Chloride toxicity is recognized as yield limiting problem in soybean [Glycine max (L.) Merr.] production. Limited information is available to accurately diagnose and manage Cl toxicity. The only recommendation for Cl toxicity management is to plant an excluder cultivar, however the cultivar Cl sensitivity rating system (excluder, includer, and mixed) does not appear to capture the variability in cultivar Cl tolerance. The objectives of this research were to i) develop critical tissue-Cl concentrations in which yield loss occurs for excluder and includer cultivars and ii) investigate the variability in cultivar Cl ratings. A study was conducted across five site-years using six soybean cultivars including three Cl-includer and three Cl-excluder cultivars. Solution containing Cl was applied to the soil beginning at late vegetative growth with final rates ranging from 0 to 1010 kg Cl ha-1. Critical trifoliolate leaflet-Cl concentrations at the R3 stage were developed by regressing relative soybean yield across leaf-Cl concentration for each cultivar Cl rating. For the second objective, composite trifoliolate leaflet and individual trifoliate leaf samples were collected during reproductive growth from variety trials and analyzed for Cl concentration. The research verified that the yield of Cl-includer cultivars is reduced more (4-20%) than Cl-excluder cultivars (0-8%) in high Cl environments. Relative grain yield declined linearly for cultivars within each Cl rating group with 5% yield loss expected when Cl concentrations at the R3 stage averaged 3923 mg Cl kg-1 for Cl includers and 1885 mg Cl kg-1 for Cl excluders.
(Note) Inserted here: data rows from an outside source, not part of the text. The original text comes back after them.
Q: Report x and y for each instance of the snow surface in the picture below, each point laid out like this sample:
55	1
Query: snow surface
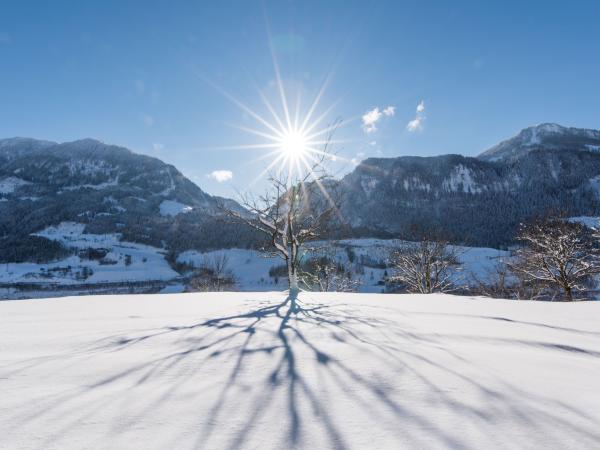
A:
251	269
347	371
146	263
172	208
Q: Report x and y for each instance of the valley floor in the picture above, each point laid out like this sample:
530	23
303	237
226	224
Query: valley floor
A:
342	371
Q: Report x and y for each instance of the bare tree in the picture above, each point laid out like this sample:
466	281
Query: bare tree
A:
424	267
298	207
557	254
325	274
502	282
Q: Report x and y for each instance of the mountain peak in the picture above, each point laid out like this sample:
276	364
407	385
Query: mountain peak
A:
545	136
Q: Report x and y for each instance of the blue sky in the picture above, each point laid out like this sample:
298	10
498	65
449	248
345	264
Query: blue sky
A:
150	76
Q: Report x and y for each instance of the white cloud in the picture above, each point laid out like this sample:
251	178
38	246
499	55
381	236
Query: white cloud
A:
389	111
370	118
417	123
221	175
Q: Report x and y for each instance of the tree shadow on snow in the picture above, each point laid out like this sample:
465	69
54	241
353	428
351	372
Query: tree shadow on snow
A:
297	369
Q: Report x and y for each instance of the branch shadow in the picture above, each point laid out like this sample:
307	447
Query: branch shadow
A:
287	335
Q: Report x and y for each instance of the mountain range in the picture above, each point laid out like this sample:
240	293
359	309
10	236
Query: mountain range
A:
481	200
108	189
473	200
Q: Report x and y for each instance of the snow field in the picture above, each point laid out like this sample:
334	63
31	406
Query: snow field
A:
341	371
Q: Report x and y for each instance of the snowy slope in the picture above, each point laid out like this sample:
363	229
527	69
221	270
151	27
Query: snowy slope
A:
124	261
233	371
251	269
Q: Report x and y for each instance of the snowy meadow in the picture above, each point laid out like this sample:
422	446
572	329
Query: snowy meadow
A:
255	370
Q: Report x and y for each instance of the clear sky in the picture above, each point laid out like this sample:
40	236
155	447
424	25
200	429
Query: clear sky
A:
155	76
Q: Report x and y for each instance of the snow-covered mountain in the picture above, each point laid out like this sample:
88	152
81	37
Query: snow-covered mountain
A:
477	201
106	189
547	136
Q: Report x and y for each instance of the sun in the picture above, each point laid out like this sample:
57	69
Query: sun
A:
294	145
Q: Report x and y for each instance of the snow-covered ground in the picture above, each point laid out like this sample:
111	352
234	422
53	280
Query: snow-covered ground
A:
123	262
346	371
251	269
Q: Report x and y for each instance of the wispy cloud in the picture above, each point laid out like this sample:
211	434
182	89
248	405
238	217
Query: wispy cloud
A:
221	176
389	111
417	123
370	118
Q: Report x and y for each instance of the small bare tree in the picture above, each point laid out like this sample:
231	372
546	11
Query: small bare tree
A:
557	254
298	207
424	267
502	282
325	274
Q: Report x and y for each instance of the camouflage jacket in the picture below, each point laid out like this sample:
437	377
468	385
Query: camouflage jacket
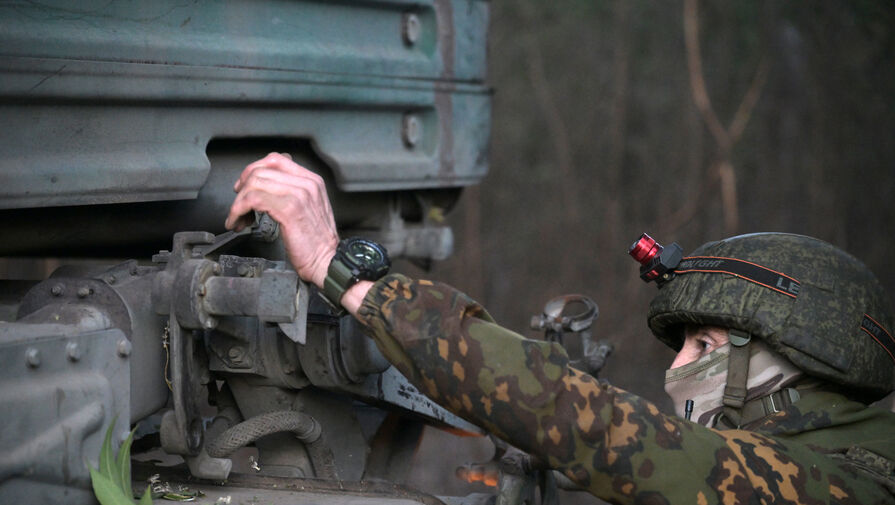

Across more than 100 cultivars sampled in three Arkansas Soybean Performance Tests, tissue-Cl concentration ranged from <100 to >5000 mg Cl kg-1 and showed no clear groupings of the three cultivar Cl-traits suggesting that many cultivars labeled as includers are a mixture of includer and excluder plants. Chloride concentrations of 528 individual plants from eleven cultivars showed 34% and 31% of the plants had Cl concentrations ≤500 or 1000-2000 mg Cl kg-1 with only one cultivar having a pure population of Cl excluder plants. A new rating system is warranted to more accurately characterize the proportion of Cl include and excluder plants of each cultivar.